Frank Miller, convicted in the Piarían circuit court of murder, committed by killing Pete Gulley, and sentenced to confinement in the state penitentiary for life, prosecutes this appeal from that judgment. Only one of the reasons urged here why a new trial should be granted is meritorious and* we shall confine the opinion to its discussion alone. It relates to the misconduct of two of the jurors who tried appellant. After the jury had returned its verdict finding him guilty and had been discharged, and on his motion for a new trial, appellant filed the affidavits of himself and three other witnesses setting forth that Jim Middleton, one of the jurors who tried him, prior to his acceptance as a juror in the case, had said with reference to the killing of Pete Gulley: “That it was one of the dirtiest pieces of murder that was ever committed in Harlan county; that if Pete Gulley was a brother of his he would try the case without judge or jury.” It was shown by these affidavits also that Jim Middleton and Pope Smith, members of the jury that tried apellant, were third cousins of the deceased, Pete Gulley; and by the affidavit of appellant that he did not know and could not by the exercise of reasonable diligence have known before the verdict was returned that these two jurors were related to the deceased or that the juror, Jim Middleton, had expressed an opinion as to his guilt before being accepted as jurors.

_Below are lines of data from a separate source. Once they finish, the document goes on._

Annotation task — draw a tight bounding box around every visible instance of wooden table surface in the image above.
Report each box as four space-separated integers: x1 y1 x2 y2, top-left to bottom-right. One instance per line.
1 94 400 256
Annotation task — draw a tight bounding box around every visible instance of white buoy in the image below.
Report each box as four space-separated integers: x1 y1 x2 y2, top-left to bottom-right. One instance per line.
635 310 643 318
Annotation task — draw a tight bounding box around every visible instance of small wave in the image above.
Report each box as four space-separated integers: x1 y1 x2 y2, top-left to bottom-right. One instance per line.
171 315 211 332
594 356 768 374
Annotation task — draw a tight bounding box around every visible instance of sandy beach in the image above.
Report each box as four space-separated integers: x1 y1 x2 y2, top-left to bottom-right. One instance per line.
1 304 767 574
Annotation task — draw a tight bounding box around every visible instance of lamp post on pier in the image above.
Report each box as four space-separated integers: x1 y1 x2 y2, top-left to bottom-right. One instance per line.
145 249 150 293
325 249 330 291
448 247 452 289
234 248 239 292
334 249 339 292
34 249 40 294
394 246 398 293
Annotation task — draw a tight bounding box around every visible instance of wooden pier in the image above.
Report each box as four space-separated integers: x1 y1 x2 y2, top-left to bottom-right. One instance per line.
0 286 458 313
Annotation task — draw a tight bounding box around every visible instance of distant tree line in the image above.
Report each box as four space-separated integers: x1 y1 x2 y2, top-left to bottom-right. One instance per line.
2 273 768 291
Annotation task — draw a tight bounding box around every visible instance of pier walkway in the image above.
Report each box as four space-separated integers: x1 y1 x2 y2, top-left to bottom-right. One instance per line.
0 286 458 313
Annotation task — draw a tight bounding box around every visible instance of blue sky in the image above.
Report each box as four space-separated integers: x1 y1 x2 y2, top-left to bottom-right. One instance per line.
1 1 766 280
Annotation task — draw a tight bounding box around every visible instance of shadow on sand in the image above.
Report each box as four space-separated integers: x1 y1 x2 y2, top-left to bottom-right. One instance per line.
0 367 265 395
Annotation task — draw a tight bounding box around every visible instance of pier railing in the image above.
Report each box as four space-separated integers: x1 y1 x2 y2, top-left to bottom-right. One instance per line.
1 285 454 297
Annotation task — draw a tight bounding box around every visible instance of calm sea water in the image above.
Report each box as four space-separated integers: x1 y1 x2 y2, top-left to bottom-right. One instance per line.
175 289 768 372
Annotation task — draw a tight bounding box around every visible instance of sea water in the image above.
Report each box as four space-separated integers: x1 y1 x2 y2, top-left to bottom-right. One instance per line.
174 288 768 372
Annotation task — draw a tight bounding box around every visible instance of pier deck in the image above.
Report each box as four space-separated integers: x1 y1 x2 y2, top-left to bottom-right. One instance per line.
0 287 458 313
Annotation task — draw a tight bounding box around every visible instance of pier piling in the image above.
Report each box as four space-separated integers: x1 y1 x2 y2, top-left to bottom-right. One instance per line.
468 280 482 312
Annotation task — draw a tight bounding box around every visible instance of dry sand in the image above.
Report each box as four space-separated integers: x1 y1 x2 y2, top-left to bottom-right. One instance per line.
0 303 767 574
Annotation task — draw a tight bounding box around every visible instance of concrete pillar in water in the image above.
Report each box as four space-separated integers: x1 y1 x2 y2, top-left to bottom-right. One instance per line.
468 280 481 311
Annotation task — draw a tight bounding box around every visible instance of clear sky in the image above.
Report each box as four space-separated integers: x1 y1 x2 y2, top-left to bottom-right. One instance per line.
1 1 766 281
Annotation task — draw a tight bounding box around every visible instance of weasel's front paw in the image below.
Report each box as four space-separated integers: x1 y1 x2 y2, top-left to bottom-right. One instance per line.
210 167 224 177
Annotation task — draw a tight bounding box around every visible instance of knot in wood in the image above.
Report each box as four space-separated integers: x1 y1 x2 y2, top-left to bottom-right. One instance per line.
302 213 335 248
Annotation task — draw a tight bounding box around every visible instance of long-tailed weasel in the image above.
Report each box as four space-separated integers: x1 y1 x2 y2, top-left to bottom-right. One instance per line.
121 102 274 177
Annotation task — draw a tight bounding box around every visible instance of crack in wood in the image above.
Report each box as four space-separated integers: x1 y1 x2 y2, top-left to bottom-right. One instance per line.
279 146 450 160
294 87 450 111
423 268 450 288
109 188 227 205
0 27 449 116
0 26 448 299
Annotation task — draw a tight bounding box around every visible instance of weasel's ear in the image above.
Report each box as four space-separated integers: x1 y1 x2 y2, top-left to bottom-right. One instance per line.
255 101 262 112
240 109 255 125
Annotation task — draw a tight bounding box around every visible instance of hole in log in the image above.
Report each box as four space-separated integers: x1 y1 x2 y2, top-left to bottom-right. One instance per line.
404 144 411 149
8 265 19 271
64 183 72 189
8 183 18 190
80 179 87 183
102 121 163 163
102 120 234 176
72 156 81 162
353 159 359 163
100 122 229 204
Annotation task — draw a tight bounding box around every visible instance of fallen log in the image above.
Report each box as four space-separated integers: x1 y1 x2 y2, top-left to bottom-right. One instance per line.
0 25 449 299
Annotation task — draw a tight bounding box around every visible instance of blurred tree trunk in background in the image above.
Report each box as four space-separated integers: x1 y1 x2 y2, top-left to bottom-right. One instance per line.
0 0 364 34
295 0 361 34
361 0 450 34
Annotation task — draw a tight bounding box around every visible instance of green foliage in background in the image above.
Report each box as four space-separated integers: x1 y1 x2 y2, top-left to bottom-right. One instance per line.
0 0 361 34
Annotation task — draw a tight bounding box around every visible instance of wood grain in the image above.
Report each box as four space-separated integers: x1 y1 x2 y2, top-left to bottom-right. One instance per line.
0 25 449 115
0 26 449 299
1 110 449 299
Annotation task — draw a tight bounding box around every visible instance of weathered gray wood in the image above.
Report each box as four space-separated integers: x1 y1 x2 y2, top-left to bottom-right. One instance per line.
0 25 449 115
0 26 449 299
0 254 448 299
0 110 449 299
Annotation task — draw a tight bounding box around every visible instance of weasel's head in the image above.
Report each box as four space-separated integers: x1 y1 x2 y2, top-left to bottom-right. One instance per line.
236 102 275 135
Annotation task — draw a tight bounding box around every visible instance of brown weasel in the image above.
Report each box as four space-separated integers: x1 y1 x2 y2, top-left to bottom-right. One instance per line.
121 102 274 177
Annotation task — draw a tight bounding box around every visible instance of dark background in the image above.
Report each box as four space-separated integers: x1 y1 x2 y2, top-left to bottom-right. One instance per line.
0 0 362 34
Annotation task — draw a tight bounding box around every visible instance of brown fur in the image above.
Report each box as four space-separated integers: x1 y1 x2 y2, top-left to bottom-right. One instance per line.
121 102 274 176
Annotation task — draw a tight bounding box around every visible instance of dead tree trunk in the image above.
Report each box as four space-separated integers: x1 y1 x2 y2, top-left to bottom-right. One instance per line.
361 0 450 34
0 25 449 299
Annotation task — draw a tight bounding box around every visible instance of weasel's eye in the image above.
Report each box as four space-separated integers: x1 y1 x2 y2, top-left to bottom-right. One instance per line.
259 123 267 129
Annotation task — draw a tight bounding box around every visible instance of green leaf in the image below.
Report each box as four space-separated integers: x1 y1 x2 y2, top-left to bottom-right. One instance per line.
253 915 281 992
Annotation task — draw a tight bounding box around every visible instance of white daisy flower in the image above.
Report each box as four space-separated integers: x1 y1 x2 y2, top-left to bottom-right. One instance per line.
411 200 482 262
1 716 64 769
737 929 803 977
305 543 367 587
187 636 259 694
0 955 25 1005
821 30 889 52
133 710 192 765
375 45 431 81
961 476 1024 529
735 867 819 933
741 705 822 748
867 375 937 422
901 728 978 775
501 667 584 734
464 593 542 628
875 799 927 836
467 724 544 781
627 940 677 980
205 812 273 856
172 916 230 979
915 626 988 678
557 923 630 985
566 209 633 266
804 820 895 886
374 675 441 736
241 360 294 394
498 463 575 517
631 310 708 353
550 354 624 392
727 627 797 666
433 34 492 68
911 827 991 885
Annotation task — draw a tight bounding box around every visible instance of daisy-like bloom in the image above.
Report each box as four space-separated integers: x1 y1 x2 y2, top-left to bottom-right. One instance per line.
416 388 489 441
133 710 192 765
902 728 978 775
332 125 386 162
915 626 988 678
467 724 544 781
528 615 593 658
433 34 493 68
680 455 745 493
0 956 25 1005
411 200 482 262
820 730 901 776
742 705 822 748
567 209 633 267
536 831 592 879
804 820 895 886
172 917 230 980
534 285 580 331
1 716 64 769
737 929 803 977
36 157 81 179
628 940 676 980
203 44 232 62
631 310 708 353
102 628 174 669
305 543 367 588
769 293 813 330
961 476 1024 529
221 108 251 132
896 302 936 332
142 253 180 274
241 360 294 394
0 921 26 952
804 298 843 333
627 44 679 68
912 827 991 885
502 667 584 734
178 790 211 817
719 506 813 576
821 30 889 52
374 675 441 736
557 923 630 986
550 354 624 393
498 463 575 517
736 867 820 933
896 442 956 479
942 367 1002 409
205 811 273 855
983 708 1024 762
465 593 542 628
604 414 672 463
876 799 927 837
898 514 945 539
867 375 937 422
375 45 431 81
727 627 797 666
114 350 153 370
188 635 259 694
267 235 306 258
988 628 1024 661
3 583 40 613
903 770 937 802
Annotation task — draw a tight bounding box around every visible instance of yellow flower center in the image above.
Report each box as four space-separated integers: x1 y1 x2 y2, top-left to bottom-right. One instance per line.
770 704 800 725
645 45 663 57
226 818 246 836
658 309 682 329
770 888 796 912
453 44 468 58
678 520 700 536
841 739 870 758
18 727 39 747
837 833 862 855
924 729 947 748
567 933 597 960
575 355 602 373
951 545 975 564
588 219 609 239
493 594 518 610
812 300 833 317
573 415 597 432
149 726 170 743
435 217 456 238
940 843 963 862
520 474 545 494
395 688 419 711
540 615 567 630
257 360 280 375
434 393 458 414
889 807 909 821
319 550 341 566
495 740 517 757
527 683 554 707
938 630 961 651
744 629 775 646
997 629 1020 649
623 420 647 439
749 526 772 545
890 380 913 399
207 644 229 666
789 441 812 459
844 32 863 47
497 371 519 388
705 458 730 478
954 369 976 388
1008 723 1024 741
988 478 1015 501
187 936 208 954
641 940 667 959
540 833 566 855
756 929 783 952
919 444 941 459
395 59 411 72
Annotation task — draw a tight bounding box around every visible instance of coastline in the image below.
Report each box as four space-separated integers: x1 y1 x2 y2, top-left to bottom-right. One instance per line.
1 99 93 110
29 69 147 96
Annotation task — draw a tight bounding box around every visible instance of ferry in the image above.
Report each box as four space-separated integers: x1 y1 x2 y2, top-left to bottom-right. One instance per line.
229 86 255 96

A person charged with crime, especially so serious a crime as murder, is entitled to be tried by an unbiased jury. A solemn oath is administered to prospective jurors and they are then subjected to the voir dire examination to bring to light any facts that may constitute grounds for challenge for cause. When upon the examination a prospective juror discloses that he is related either by consanguinity or affinity to the accused or to the deceased, or that he has formed' or expressed an opinion as to the guilt or innocence of the accused, he is subject to challenge for cause. (Sections 209 and 210, Criminal Code.) When a juror qualifies without disclosing that he is related to the deceased, or that he has formed and expressed the opinion that accused is guilty, ■such a case of misconduct arises as authorizes the granting of a new trial. It has been held, however, in Miracle
“Of course, if this juror did express himself in the manner stated, he ought not to have sat upon the jury, and we have no doubt that if' the trial court believed from the evidence that the juror had made these statements, he would have set aside the verdict and granted the defendant a new trial. But in disposing of questions like this the ruling of the trial court is entitled to great weight, especially when the matter has been so thoroughly inquired into as in this case. The evidence that would justify the trial court in setting aside a verdict on the ground that one of the jurors had expressed opinions that would disqualify him from sitting in the case if they had been known, should be very clear and convincing, when first brought to the attention of the court after verdict. If new trials could readily be secured after the verdict on grounds like these, the temptation to procure the needed evidence and the ease with which it could be procured, would result in many new trials being granted on this ground, when the verdict should not be disturbed.” See also Leadingham v. Commonwealth, supra.
Guided by the precedents above, the ruling of the court below on the motion and grounds for a new trial may and should be upheld with reference to the juror, Jim Middleton. But we are confronted with the fact that the juror, Pope Smith, a third cousin of the deceased, was a member of the jury that tried appellant; and that this fact was brought to the knowledge of appellant only after the jury had been discharged, and that it could not have been known by him by the exercise of reasonable diligence any sooner. No attempt was made by the Commonwealth to show by this juror that he was ignorant of his relationship to deceased at the time he served as a juror. In considering the matter we have to take into account also that the other juror, Jim Middleton, although he states he was ignorant of it, actually was a third cousin to deceased and that these two jurors were related to each other. We are constrained to hold that upon the evidence offered in support of appellant’s motion the court below erred in refusing a new trial.
For the foregoing reasons, the judgment herein is reversed and this cause remanded for further proceedings consistent herewith.